According to The Telegraph, Claire Ormrod of Wales gave birth to her daughter Alice via emergency C-section at just 25 weeks on December 6. Alice had weighed only 1 pound and 3 ounces and doctors had thought that the newborn would not survive.

Despite being the smallest baby ever to be born in Wales, Alice defied doctors and survived.

Seven weeks after Alice's birth, Claire fell pregnant again. Despite being on the birth control pill, Claire got pregnant and delivered Gareth 29 weeks into the pregnancy on Sep. 7 2012 weighing exactly 2 pounds.

"I was absolutely petrified when I found out I was pregnant again," Claire said, according to the Daily Mail. "All of my children, apart from Molly, have been born progressively early, so I convinced myself I was going to have another very early, premature baby."

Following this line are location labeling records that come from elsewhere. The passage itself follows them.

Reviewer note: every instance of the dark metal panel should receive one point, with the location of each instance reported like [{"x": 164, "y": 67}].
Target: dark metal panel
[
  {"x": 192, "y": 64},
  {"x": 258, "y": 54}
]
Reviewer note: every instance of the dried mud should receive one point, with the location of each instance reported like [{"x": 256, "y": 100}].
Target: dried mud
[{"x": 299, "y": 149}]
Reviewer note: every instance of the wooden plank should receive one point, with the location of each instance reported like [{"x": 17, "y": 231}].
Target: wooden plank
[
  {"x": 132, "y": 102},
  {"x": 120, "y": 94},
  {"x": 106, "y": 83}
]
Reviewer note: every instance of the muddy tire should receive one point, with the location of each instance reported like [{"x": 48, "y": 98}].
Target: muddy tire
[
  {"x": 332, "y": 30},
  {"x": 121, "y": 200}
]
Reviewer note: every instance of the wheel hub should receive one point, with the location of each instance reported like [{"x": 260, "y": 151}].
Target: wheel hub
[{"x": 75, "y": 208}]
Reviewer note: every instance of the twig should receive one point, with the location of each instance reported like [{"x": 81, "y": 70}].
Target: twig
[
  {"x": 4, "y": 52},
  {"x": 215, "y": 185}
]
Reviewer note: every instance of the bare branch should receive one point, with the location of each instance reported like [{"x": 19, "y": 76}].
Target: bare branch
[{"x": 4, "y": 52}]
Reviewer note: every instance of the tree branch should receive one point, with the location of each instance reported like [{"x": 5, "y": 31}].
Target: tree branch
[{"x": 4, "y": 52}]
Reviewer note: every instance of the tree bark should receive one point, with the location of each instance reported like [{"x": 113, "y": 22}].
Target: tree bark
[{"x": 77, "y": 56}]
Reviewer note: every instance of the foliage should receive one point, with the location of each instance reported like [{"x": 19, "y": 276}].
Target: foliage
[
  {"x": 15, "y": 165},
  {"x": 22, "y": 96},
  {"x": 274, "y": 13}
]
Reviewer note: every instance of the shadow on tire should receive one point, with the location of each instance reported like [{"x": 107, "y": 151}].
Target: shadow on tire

"No one could believe it when we told them I was pregnant again," Claire said, according to The Telegraph. "They just couldn't get their heads round the fact that the two babies would be so close together.

"With every one of my children I was on the pill or the coil," she said. "I was on the waiting list to be sterilized when I fell pregnant with Gareth. The coil is supposed to be 99.99% effective and I was on it when I had three of my children.

Claire has three older children besides Alice and Gareth: Molly, seven, Jack, five, and Charlie, two. According to The Telegraph, all five of Claire's children were born in spite of precautions.

"My GP said I should have a termination, he said it would end up killing me and the baby and that it wouldn't be fair to put me through it. But I said no, straight out," she added.

Alice had spent her first year in the special care baby unit at Glan Clwyd Hospital in Rhyl. Claire said that if Alice was born a day earlier at 24 weeks, doctors would not have even bothered to save her, according to The Telegraph.

"She would have been a 24-week baby and they wouldn't have thought she had a chance," she said.

While Alice survived, she has brain damage on the left side of her brain and suffers from necrotizing enterocolitis, a condition that affects the lining of the intestinal wall and milk curd obstruction and can lead to neonatal bowel obstruction.